- The Foundation celebrates its anniversary this year together with its companies ZEISS and SCHOTT
- Unique company model successful to this day
- 80 million euros in funding support for the sciences since 2007
The German physicist and entrepreneur Ernst Abbe founded the Carl Zeiss Foundation in Jena 125 years ago. In doing so, he created a company model for the globally active optics and specialty glass companies ZEISS and SCHOTT that is still unique today. By establishing the Foundation, Abbe pursued his goal of continuing to run the companies ZEISS and SCHOTT independently of the personal interests of their respective shareholders in the future, assuming special responsibility for their employees and using the companies’ profits for charitable purposes, primarily to promote the sciences. The Carl Zeiss Foundation and its two companies wrote German industrial and social history by adopting this unique company model. ZEISS is a leading international company in the fields of optics and optoelectronics, while SCHOTT, a company that manufactures specialty glass products, is a global leader with many of the products it offers.

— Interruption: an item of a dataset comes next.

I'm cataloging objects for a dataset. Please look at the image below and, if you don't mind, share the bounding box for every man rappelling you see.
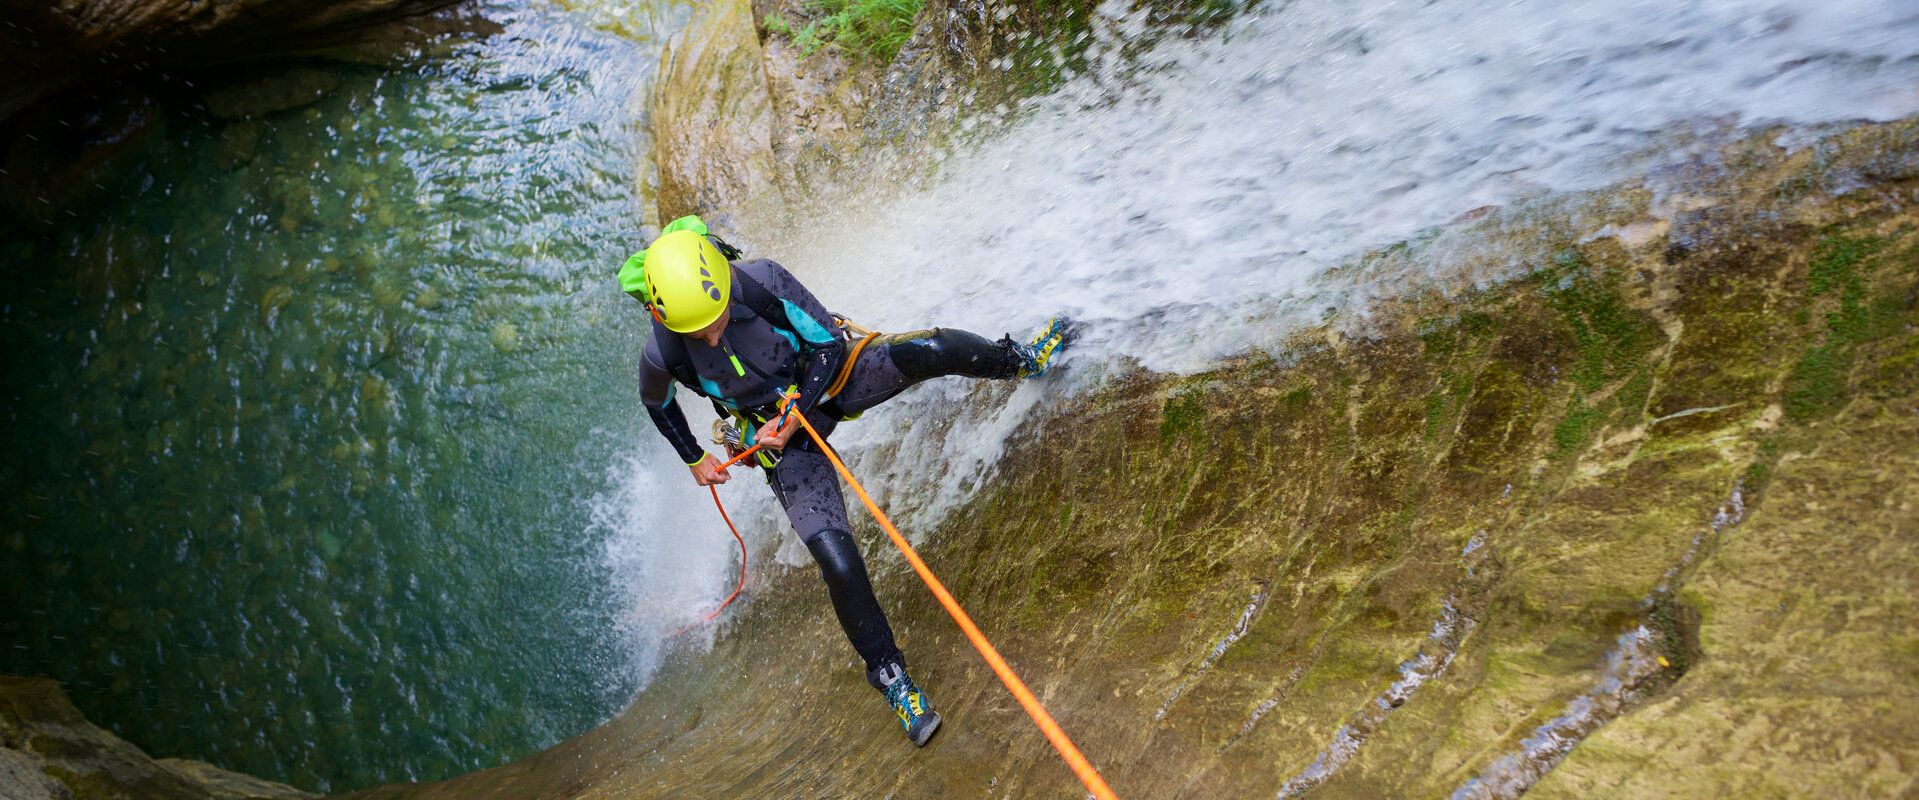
[620,216,1070,746]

The German Chancellor Dr. Angela Merkel gave the ceremonial address at the festive event held to celebrate the 125th anniversary of the founding of the Carl Zeiss Foundation and praised both the Foundation and its companies. She noted that the Foundation Statute written by Ernst Abbe back in 1896 describes “the ideal model of responsible entrepreneurship.” Because his ideas flowed into social legislation later on, the Foundation Statute can be considered “an outstanding document of German economic and social history” she added. In reference to the companies, she said: “ZEISS and SCHOTT are known all over the world for their state-of-the-art technology ‘made in Germany.’ They are flagships of German business.” And due to their special company model, she also called them “exporters of the social market economy.”
Great historic importance
The collaboration between Carl Zeiss, Ernst Abbe and Otto Schott in Jena at the end of the 19th century culminated in two dynamically growing optics and specialty glass companies whose shares were transferred over to the Carl Zeiss Foundation. In the Foundation Statute from 1896, Ernst Abbe granted employees social rights that were completely unheard of back then and didn’t become standard elements of German labor law until decades later. In fact, the Foundation has survived all of the crises in German history even until today, including the country’s division into East and West after World War II.

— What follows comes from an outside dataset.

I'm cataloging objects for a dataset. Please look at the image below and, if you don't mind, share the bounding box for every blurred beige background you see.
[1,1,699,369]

Foundation model allows for a long-term focus
As part of a comprehensive foundation reform, the companies ZEISS and SCHOTT were converted into legally independent stock corporations with the Carl Zeiss Foundation as the sole shareholder in 2004. They were thus given a modern form of Corporate Governance and the entrepreneurial freedom they needed to be able to function as globally active companies. Due to their unique ownership structure, ZEISS and SCHOTT are not subject to the pressures that publicly listed companies that must meet their shareholders’ demands for quick returns face. As Foundation companies, ZEISS and SCHOTT rely on sustainable portfolio strategies and long-term success instead.
80 million euros in appropriations granted since 2007
The Carl Zeiss Foundation uses the dividends it receives from Carl Zeiss AG and SCHOTT AG to promote the sciences. In fact, it has granted 80 million euros in subsidies to German universities. This figure includes 12 million euros in special funding support to mark its 125th anniversary. The Carl Zeiss Foundation is thus of vital importance in promoting the sciences in Germany.
About the Carl Zeiss Foundation
The Carl Zeiss Foundation is a Foundation that acts as a shareholder and the sole shareholder in the two Foundation companies Carl Zeiss AG and SCHOTT AG. It was founded in Jena by the physicist and mathematician Ernst Abbe in 1889. By founding the Foundation and publishing the Foundation Statute in 1896, Abbe pursued his objective of continuing to run the companies ZEISS and SCHOTT independently of the personal interests of their respective shareholders in the future, and using the companies’ profits to protect and support their employees, but also for charitable purposes, most notably to promote the sciences. The two Foundation companies were converted into the legal form of stock corporations in 2004 and are both internationally successful. The Carl Zeiss Foundation was able to use the dividends that were paid after this reform to offer programs aimed at promoting the sciences starting in 2007. Its support activities focus on scientific projects in the area of the natural sciences and engineering at universities in the three German states that either the Foundation or the Foundation companies are based in, namely Baden-Wuerttemberg, Rhineland-Palatinate and Thuringia.
Photo: Germany’s Chancellor Angela Merkel showed great interest in ZEISS microscopes. From right: Dr. Michael Kaschke, President and CEO of Carl Zeiss AG, Christine Lieberknecht, Thuringian Prime Minister, Christoph Matschie, Thuringian Minister of Science, Chairman of the Foundation Council Dr. Dieter Kurz and Theresia Bauer, Minister of Science in Baden-Wuerttemberg and Chairman of the Foundation Administration.